But this presumption can never be proved; it can only be postulated. It therefore is only with this postulate that our first proof of vitalism holds; but this restriction applies to every law of nature.

I cannot force you to agree with this postulate: but if you decline you are practically saying that there exists a sort of pre-established harmony between the scientific object and the scientist, the scientist always getting into his hands such objects only as have been predestinated from the very beginning to develop two larvae instead of one, and so on.

Of course, if that is so, no proof of natural laws is possible at all; but nature under such views would seem to be really dæmonic.

And so, I hope, you will grant me the postulate of the universality of scientific concepts—the only “hypothesis” which we need for our argument.

4. On Certain other Features of Morphogenesis Advocating its Autonomy

Our next studies on the physiology of form will be devoted in the first place to some additional remarks about our harmonious-equipotential systems themselves, and about some other kinds of morphogenetic “systems” which show a certain sort of relationship with them.
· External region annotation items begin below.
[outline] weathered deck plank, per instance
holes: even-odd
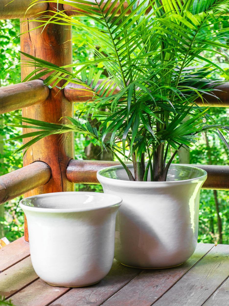
[[[229,278],[214,292],[203,306],[224,306],[229,305]]]
[[[27,257],[0,274],[0,295],[9,297],[38,278]]]
[[[24,236],[0,249],[0,271],[3,271],[29,256],[29,244]]]
[[[229,245],[218,244],[154,306],[202,305],[229,275]]]
[[[17,306],[45,306],[69,289],[50,286],[39,278],[13,295],[10,299]]]
[[[114,260],[111,271],[98,284],[73,288],[50,306],[98,306],[144,271],[125,267]]]
[[[105,302],[103,306],[149,306],[214,246],[210,244],[198,244],[191,257],[179,267],[145,270]]]

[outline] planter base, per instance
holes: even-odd
[[[127,266],[127,265],[124,265],[124,263],[120,263],[123,266],[125,266],[126,267],[129,267],[130,268],[134,268],[135,269],[142,269],[143,270],[160,270],[161,269],[169,269],[170,268],[175,268],[175,267],[178,267],[179,266],[182,264],[184,263],[179,263],[178,265],[176,265],[175,266],[170,266],[168,267],[157,267],[156,268],[143,268],[142,267],[133,267],[132,266]]]
[[[88,286],[92,286],[92,285],[95,285],[96,284],[98,284],[100,282],[100,281],[99,281],[98,282],[96,282],[95,283],[93,283],[92,284],[89,284],[88,285],[83,285],[83,286],[58,286],[58,285],[52,285],[51,284],[49,284],[48,283],[47,283],[48,285],[50,285],[51,286],[53,286],[54,287],[65,287],[66,288],[80,288],[81,287],[87,287]]]

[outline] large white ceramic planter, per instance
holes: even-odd
[[[88,286],[107,274],[114,259],[115,218],[122,199],[96,192],[56,192],[22,200],[32,263],[54,286]]]
[[[133,165],[128,166],[133,173]],[[166,182],[130,181],[120,166],[100,170],[97,177],[104,192],[123,200],[116,222],[118,261],[134,267],[168,267],[192,255],[206,171],[172,164]]]

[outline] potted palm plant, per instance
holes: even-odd
[[[229,48],[220,41],[228,29],[216,31],[213,26],[216,17],[229,11],[229,1],[95,0],[92,4],[72,0],[70,4],[76,13],[90,15],[98,26],[86,26],[64,11],[56,12],[46,24],[64,22],[96,38],[103,46],[92,47],[96,58],[77,64],[71,74],[64,67],[24,53],[29,64],[36,65],[33,74],[37,73],[24,81],[49,73],[46,84],[57,86],[64,79],[64,86],[69,82],[83,85],[85,95],[93,91],[94,98],[77,118],[68,118],[69,125],[18,118],[32,125],[27,127],[39,129],[23,136],[33,138],[21,149],[47,135],[69,131],[95,138],[102,150],[111,150],[122,164],[97,175],[104,192],[123,199],[117,221],[115,258],[145,268],[180,264],[196,246],[200,192],[206,174],[171,163],[182,147],[191,146],[207,130],[229,147],[223,136],[229,127],[214,122],[207,109],[195,103],[200,97],[207,106],[202,96],[214,95],[211,78],[224,72],[203,51],[214,48],[220,53]],[[101,71],[92,80],[95,62],[108,73],[99,84]],[[221,82],[214,81],[215,85]],[[89,117],[97,118],[98,129],[91,126]],[[127,165],[124,160],[132,163]]]

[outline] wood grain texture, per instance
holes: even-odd
[[[204,99],[204,106],[207,107],[208,106],[229,107],[229,83],[216,86],[214,87],[214,89],[217,90],[213,90],[209,93],[215,95],[215,97],[206,94],[203,95],[202,96]],[[198,98],[197,99],[196,103],[200,106],[203,106],[203,102],[200,98]]]
[[[24,236],[0,250],[0,273],[29,256],[29,245]]]
[[[87,5],[89,6],[90,7],[90,8],[91,8],[91,7],[94,6],[95,7],[97,7],[97,6],[96,4],[96,2],[94,0],[89,0],[90,2],[91,2],[92,4],[91,5]],[[112,2],[111,2],[109,5],[103,11],[103,13],[105,14],[107,12],[107,11],[109,9],[110,7],[111,6],[112,4]],[[138,4],[139,3],[139,2],[138,2]],[[106,2],[104,1],[103,4],[100,6],[100,8],[102,8],[106,4]],[[117,8],[119,4],[119,2],[118,2],[118,3],[115,5],[114,6],[114,8],[111,11],[111,13],[108,15],[108,16],[111,16],[113,13],[115,11],[116,9]],[[128,6],[128,2],[127,1],[126,1],[124,2],[123,4],[123,7],[124,9],[126,9],[127,7]],[[66,15],[68,15],[68,16],[82,16],[83,15],[84,13],[86,13],[88,14],[88,12],[86,12],[82,10],[81,9],[80,9],[77,8],[75,7],[74,7],[73,6],[71,6],[70,5],[69,5],[67,4],[64,4],[63,6],[64,9],[65,10],[65,13]],[[148,9],[146,11],[145,13],[145,15],[147,15],[147,14],[150,12],[150,10],[152,8],[150,7],[150,8]],[[95,12],[96,11],[95,11]],[[118,16],[120,13],[120,10],[118,11],[117,13],[115,15],[115,16]],[[125,14],[125,16],[128,16],[131,12],[131,11],[130,9],[129,10],[127,11]],[[96,15],[94,15],[94,14],[89,14],[90,15],[91,15],[92,16],[96,16]]]
[[[97,171],[107,167],[120,164],[118,162],[72,159],[67,168],[67,176],[72,183],[99,184],[96,177]],[[208,177],[202,189],[229,190],[229,166],[187,165],[197,167],[207,172]]]
[[[53,6],[55,4],[49,3],[48,9],[54,10]],[[59,9],[61,10],[62,8],[60,6]],[[33,29],[40,24],[28,21],[28,20],[21,24],[21,32],[24,33],[21,36],[22,51],[59,66],[72,63],[71,31],[69,27],[53,24],[49,24],[44,29],[41,27]],[[28,30],[28,33],[24,33]],[[22,58],[22,59],[25,59],[24,57]],[[69,71],[71,71],[72,69],[69,68]],[[22,79],[32,70],[32,67],[23,65],[21,69]],[[61,81],[58,86],[62,86],[64,82]],[[51,90],[48,99],[43,103],[22,110],[23,117],[54,123],[69,124],[64,117],[72,117],[73,115],[72,103],[65,98],[63,89],[59,91],[56,87]],[[23,130],[24,133],[31,131],[29,129]],[[39,140],[29,148],[23,159],[23,165],[26,166],[36,160],[45,162],[51,169],[52,176],[45,186],[27,193],[25,196],[73,191],[74,185],[67,179],[66,174],[67,166],[73,157],[73,133],[51,135]],[[27,138],[25,141],[29,140]]]
[[[29,256],[0,274],[0,295],[9,297],[38,278]]]
[[[104,80],[102,79],[99,80],[94,90],[96,89]],[[93,79],[90,85],[91,86],[93,81]],[[114,88],[114,86],[111,87],[106,96],[108,95],[110,92]],[[120,89],[118,88],[116,88],[113,92],[114,94],[117,93],[119,90]],[[98,93],[99,94],[100,91],[100,89],[98,90]],[[89,102],[92,100],[92,98],[93,97],[96,97],[95,91],[92,89],[91,91],[90,91],[88,88],[86,87],[77,84],[75,84],[74,83],[69,83],[65,87],[64,94],[66,98],[70,102],[76,103],[86,102],[88,100],[89,100],[88,102]]]
[[[187,165],[203,169],[208,174],[208,177],[202,189],[229,190],[229,166],[212,165]]]
[[[28,18],[33,16],[35,18],[40,15],[41,12],[47,9],[47,3],[40,3],[36,4],[26,12],[31,2],[31,0],[14,0],[13,1],[1,0],[0,19],[24,18],[24,17]]]
[[[229,279],[228,278],[211,296],[203,306],[228,306]]]
[[[69,290],[48,285],[40,278],[10,298],[17,306],[46,306]]]
[[[51,177],[50,167],[42,162],[36,162],[0,177],[0,204],[49,181]]]
[[[229,275],[229,245],[218,244],[154,306],[201,306]]]
[[[175,268],[145,270],[103,304],[104,306],[149,306],[215,246],[198,244],[188,260]],[[169,304],[164,304],[169,305]]]
[[[73,288],[50,305],[99,306],[143,271],[125,267],[114,259],[111,271],[98,284]]]
[[[0,88],[0,114],[44,102],[50,90],[40,80]]]
[[[99,80],[96,88],[103,80],[102,79]],[[200,98],[198,98],[196,101],[197,104],[200,106],[206,107],[229,107],[229,83],[216,86],[214,88],[217,90],[212,91],[211,92],[211,94],[215,95],[218,99],[205,94],[203,95],[204,103],[203,103]],[[114,94],[117,93],[119,90],[117,88],[114,91]],[[98,93],[100,91],[99,90]],[[66,98],[69,101],[76,103],[86,102],[88,100],[90,102],[92,101],[92,97],[95,96],[95,92],[93,90],[90,92],[86,87],[73,83],[69,83],[66,86],[65,88],[64,93]]]
[[[119,162],[71,159],[67,168],[67,177],[70,182],[84,184],[99,184],[96,173],[103,168],[117,165]]]

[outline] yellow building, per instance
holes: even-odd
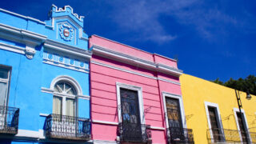
[[[242,102],[240,114],[235,90],[188,74],[180,78],[187,128],[194,143],[256,143],[256,97]]]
For it is of the greatest importance that we should become as familiar as possible with all those facts in the physiology of form upon the analysis of which are to be based almost all of the future theories that we shall have to develop in biology proper and philosophical. Our discussions, so far as they relate to questions of actual fact, will contain only one other topic of the same importance.

But though it is designed to complete and to deepen our analysis, the present considerations may yet be said to mark a point of rest in the whole of our discussions: we have followed one single line of argumentation from the beginning until now; this line or this stream of thought, as you might call it, is now to break into different branches for a while, as if it had entered from a rocky defile into a plain. It seems to me that such a short rest will be not unconducive to a right understanding of all we have made out; and such a full and real conceiving again, such a realising of our problems of morphogenesis and their solutions, will be the best preparation for the philosophical part of these lectures.